Let's set up a thought experiment. You have one speaker, and one headphone cup, in a room with dead silent background noise. You place the speaker to your right and in front of you. We'll ignore delay for now. You play music from it at 80dB measured at the right ear. Let's just assume that the left ear hears the same signal at 70dB, though that might be a bit quiet. Now you place that headphone cup on your right ear, and play it at 80dB (At this stage do you still have the speaker on? if so this test is not valid) . How loud do you expect the left ear to hear it? Let's say 50dB, but I think that's optimistic. So we can presume that the effect is much weaker on the headphone, and imaging is weaker as well. (Even with the speaker turned off, the "imaging" is not "weaker" it is skewed too much to the right from the engineers intent, if the speaker is still on - this will be too many concurrent variables and is not valid)
Now increase the background noise, ambient volume, whatever to 50dB. The speakers still have a crossfeed effect 20dB louder than it. The headphones have a crossfeed effect equal to background noise. It's not just weaker, it's potentially gone. Turn the volume down 10dB, and the speakers still have 10dB of crossfeed but the headphones don't have anything. If imaging relied on this, low listening volume with high ambient volume would have little or no imaging, and it would increase dramatically if the difference increased.(This doesn't need any thought experiment if you want to introduce significant backround noise, use any open headphone out on busy traffic regardless of isolation - I doubt soundstage or even imaging can be reproduced without compromise. Also absolute fidelity is significantly compromised when playback volume strays too far from initial performance volume - volumes should be matched with a decibel meter to maintain accurate referencing)

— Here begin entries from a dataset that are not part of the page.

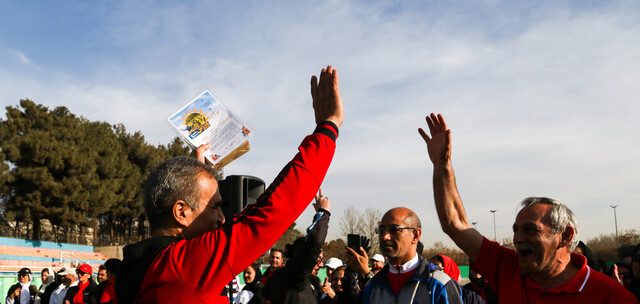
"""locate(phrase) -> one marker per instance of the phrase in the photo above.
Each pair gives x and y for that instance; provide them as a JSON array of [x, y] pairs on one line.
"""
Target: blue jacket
[[428, 285]]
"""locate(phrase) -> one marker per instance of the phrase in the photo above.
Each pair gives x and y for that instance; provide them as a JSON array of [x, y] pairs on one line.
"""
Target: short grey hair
[[173, 180], [558, 219]]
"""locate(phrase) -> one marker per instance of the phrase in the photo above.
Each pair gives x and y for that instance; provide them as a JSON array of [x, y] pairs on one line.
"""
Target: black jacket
[[89, 295], [291, 284]]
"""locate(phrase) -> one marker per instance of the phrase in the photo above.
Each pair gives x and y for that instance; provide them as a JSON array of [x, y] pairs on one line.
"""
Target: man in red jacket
[[191, 256], [543, 267]]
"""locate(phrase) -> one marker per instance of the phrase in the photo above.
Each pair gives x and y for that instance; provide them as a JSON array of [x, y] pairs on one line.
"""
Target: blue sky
[[541, 96]]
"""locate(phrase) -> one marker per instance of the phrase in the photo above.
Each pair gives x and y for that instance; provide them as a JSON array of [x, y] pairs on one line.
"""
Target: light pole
[[494, 223], [615, 217]]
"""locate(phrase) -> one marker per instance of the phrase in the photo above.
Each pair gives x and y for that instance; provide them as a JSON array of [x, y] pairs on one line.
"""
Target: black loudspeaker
[[239, 191]]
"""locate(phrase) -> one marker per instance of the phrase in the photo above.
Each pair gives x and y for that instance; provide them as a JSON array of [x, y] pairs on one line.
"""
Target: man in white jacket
[[68, 280]]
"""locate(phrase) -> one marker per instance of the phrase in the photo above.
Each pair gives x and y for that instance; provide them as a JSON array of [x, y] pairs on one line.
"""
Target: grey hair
[[173, 180], [558, 219], [413, 219]]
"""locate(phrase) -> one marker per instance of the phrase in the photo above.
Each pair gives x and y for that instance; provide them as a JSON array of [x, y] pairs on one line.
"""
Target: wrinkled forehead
[[395, 217], [534, 213]]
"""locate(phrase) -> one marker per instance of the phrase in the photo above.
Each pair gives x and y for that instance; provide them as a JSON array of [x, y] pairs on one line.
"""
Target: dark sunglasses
[[393, 229]]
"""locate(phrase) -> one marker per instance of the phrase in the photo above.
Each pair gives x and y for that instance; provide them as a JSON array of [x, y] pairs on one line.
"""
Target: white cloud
[[539, 106]]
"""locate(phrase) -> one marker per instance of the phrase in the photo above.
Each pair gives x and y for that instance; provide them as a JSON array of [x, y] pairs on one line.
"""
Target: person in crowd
[[313, 278], [336, 291], [57, 281], [190, 250], [542, 268], [291, 283], [582, 248], [276, 260], [68, 279], [448, 265], [332, 264], [33, 294], [377, 263], [102, 274], [45, 278], [13, 294], [252, 290], [25, 279], [106, 292], [407, 277], [478, 291], [85, 291], [621, 272]]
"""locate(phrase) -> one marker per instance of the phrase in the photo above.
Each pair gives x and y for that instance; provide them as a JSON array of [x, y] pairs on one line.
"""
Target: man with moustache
[[407, 277], [191, 256], [542, 268]]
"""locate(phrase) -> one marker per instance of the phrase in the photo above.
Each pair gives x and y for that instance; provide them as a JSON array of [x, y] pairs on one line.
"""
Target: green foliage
[[439, 248], [74, 173]]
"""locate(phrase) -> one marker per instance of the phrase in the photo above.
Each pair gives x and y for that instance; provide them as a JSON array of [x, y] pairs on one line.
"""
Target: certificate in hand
[[206, 120]]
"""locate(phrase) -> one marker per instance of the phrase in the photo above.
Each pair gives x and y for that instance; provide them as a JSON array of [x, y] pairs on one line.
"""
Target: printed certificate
[[206, 120]]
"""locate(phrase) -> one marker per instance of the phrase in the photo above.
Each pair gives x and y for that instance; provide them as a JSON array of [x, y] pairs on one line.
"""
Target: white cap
[[333, 263], [378, 257]]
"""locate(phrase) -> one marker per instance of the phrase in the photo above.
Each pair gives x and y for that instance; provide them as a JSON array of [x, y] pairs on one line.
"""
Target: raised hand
[[199, 153], [322, 202], [439, 144], [326, 288], [327, 104]]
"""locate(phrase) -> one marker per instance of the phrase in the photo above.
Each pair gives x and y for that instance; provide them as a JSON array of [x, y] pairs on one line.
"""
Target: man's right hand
[[322, 202], [439, 144], [327, 104]]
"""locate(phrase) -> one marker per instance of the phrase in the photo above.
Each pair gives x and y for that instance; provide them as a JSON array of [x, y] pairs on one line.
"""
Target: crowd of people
[[66, 286], [194, 252]]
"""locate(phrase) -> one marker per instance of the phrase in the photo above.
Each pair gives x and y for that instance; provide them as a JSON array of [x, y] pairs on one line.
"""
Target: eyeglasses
[[393, 229]]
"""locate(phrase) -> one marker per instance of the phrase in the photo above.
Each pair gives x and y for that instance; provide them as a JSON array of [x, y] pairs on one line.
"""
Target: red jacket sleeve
[[206, 263]]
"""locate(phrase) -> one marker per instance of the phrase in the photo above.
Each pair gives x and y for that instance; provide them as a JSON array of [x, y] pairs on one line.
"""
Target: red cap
[[86, 268]]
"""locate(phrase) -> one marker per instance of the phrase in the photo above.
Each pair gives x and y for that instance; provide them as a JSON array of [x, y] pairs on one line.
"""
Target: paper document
[[206, 120]]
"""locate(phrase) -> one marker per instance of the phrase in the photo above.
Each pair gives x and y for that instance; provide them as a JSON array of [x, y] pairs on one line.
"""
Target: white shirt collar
[[406, 267]]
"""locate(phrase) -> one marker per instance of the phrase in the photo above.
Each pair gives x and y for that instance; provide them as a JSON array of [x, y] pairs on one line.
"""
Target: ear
[[417, 233], [180, 212], [567, 237]]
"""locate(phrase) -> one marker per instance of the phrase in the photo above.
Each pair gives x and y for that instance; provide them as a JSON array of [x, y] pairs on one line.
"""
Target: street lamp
[[494, 223], [615, 217]]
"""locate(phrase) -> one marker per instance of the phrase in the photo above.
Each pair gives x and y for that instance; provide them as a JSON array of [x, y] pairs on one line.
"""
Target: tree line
[[61, 173]]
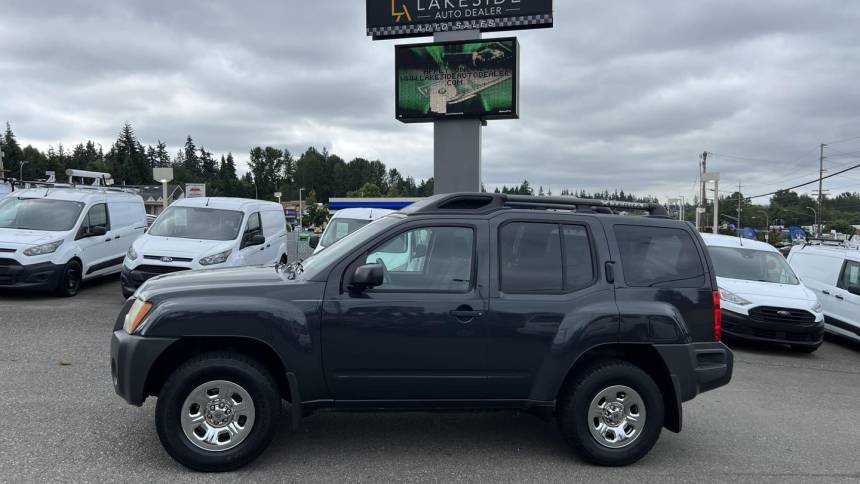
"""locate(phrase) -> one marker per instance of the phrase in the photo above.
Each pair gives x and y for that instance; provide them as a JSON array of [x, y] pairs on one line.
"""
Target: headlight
[[44, 249], [136, 315], [733, 298], [216, 259]]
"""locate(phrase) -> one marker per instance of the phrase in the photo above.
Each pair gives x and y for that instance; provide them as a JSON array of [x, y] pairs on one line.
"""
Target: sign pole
[[457, 143]]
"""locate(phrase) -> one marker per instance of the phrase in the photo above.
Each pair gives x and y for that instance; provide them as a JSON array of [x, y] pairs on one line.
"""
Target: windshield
[[751, 265], [318, 262], [339, 228], [198, 223], [39, 214]]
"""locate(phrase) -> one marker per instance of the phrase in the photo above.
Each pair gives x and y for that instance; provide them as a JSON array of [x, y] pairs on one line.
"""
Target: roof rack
[[482, 203]]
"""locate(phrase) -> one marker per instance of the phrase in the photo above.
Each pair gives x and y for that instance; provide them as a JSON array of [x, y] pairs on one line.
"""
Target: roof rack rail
[[490, 202]]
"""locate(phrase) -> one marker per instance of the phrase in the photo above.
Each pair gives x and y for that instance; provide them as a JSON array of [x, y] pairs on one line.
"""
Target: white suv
[[54, 237], [833, 272], [762, 299], [207, 233]]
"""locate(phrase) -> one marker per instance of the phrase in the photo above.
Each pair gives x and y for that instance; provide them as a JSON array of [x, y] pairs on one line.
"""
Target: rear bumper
[[697, 367], [36, 276], [131, 359], [743, 327]]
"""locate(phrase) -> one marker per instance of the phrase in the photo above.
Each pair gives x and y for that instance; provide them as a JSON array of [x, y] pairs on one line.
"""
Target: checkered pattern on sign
[[428, 28]]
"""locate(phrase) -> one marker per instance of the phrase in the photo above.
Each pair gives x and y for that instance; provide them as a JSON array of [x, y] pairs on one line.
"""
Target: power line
[[805, 184]]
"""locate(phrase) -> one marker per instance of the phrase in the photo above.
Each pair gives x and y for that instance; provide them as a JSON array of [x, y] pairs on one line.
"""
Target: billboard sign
[[388, 19], [456, 80], [195, 190]]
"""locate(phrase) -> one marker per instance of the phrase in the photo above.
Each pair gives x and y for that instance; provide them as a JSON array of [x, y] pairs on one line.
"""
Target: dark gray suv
[[557, 306]]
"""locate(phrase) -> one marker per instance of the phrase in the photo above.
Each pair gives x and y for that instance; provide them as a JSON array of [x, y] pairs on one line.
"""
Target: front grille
[[158, 270], [767, 314], [173, 259]]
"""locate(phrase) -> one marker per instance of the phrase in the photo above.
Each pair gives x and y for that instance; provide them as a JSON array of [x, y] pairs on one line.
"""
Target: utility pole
[[819, 219], [700, 210]]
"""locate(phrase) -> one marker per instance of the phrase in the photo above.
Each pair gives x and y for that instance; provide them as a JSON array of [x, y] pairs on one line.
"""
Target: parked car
[[54, 238], [608, 322], [345, 222], [833, 272], [205, 233], [762, 299]]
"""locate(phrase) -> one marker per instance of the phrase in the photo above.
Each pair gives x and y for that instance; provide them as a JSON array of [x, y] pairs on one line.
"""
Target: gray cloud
[[622, 95]]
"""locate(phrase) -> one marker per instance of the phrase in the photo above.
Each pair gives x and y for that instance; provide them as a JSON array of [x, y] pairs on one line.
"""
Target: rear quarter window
[[659, 257]]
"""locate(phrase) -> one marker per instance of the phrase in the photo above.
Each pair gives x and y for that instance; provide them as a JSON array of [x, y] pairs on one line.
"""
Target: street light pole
[[817, 228]]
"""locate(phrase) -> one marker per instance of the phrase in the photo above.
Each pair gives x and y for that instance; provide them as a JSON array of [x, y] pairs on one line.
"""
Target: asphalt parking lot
[[784, 417]]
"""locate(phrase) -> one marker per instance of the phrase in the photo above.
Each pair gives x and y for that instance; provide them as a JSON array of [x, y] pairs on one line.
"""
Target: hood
[[761, 292], [26, 238], [246, 278], [173, 246]]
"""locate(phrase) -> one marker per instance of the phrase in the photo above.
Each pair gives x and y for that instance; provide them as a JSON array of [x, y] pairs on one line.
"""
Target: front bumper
[[36, 276], [131, 359], [742, 326], [697, 367]]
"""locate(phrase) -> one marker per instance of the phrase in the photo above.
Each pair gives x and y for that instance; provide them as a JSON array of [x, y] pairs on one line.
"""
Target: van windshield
[[198, 223], [751, 265], [339, 228], [39, 214]]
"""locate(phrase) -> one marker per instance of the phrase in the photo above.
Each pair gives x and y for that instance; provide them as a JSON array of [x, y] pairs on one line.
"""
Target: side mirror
[[366, 277], [256, 239]]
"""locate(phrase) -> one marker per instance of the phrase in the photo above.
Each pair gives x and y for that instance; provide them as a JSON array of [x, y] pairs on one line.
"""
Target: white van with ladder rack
[[53, 236]]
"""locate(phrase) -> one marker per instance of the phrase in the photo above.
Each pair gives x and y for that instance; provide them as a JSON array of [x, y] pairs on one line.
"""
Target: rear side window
[[544, 258], [658, 256]]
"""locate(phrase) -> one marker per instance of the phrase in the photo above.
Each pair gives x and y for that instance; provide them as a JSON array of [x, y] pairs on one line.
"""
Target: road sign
[[388, 19]]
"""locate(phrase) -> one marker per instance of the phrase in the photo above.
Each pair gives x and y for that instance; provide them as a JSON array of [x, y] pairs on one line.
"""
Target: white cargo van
[[345, 222], [761, 297], [207, 233], [833, 272], [54, 237]]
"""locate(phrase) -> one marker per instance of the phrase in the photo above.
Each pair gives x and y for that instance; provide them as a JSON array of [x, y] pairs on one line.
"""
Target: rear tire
[[235, 420], [611, 414], [70, 280]]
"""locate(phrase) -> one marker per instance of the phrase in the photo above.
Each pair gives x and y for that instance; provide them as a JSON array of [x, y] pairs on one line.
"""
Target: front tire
[[612, 413], [70, 280], [217, 412]]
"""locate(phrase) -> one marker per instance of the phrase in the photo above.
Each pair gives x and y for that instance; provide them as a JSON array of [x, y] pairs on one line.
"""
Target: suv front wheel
[[612, 414], [217, 412]]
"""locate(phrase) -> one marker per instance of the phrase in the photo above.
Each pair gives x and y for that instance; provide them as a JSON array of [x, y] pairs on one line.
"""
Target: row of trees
[[786, 208], [270, 169]]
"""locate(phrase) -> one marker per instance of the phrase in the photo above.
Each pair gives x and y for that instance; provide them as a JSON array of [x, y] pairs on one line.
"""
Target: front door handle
[[466, 314]]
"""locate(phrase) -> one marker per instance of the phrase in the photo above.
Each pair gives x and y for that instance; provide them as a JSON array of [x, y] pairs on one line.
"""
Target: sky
[[618, 95]]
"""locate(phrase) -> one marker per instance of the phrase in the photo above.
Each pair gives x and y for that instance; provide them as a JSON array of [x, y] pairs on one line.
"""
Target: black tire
[[70, 280], [574, 419], [232, 367], [805, 348]]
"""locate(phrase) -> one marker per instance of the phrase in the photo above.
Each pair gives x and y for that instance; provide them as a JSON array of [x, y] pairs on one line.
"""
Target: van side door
[[252, 252], [94, 239], [846, 299]]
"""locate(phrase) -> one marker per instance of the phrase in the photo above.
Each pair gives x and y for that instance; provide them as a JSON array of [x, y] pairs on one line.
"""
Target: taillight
[[718, 317]]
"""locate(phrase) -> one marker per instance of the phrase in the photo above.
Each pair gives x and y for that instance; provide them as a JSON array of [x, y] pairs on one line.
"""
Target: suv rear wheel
[[217, 412], [612, 413]]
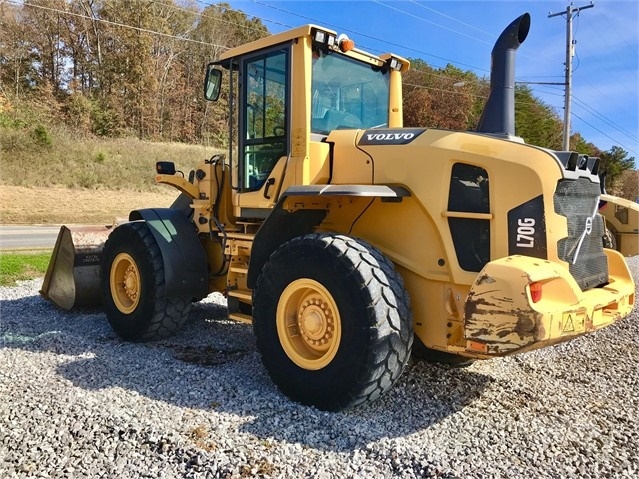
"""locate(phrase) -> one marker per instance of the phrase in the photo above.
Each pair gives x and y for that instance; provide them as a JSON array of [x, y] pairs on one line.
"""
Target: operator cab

What you're implying is pseudo-crossfeed. One ear hears a delayed and quieter version of the other channel. That's crossfeed. This is what creates imaging. You implied that headphones will low isolation image better. I presumed that was because the crossfeed effect would be stronger. What did you mean otherwise?
Crossfeed is when a delayed crosstalk is introduced into the signal in a manner like speakers do - this requires a crossfeed circuit or crossfeed algorithm. I do not know, in the above scenario, if this difference in an order of magnitude lower can still be described as crossfeed. It is definitively a delayed crosstalk, and in my opinion, of a level that will perceptible by a perfectly healthy individual.
Your hypothesis is just a hypothesis, just like mine. It has to stand up to testing, reason, and logic. You have to be able to defend it.
For me to defend it, you need to come up with a flaw in my reasoning and logic, for which you have not demonstrated.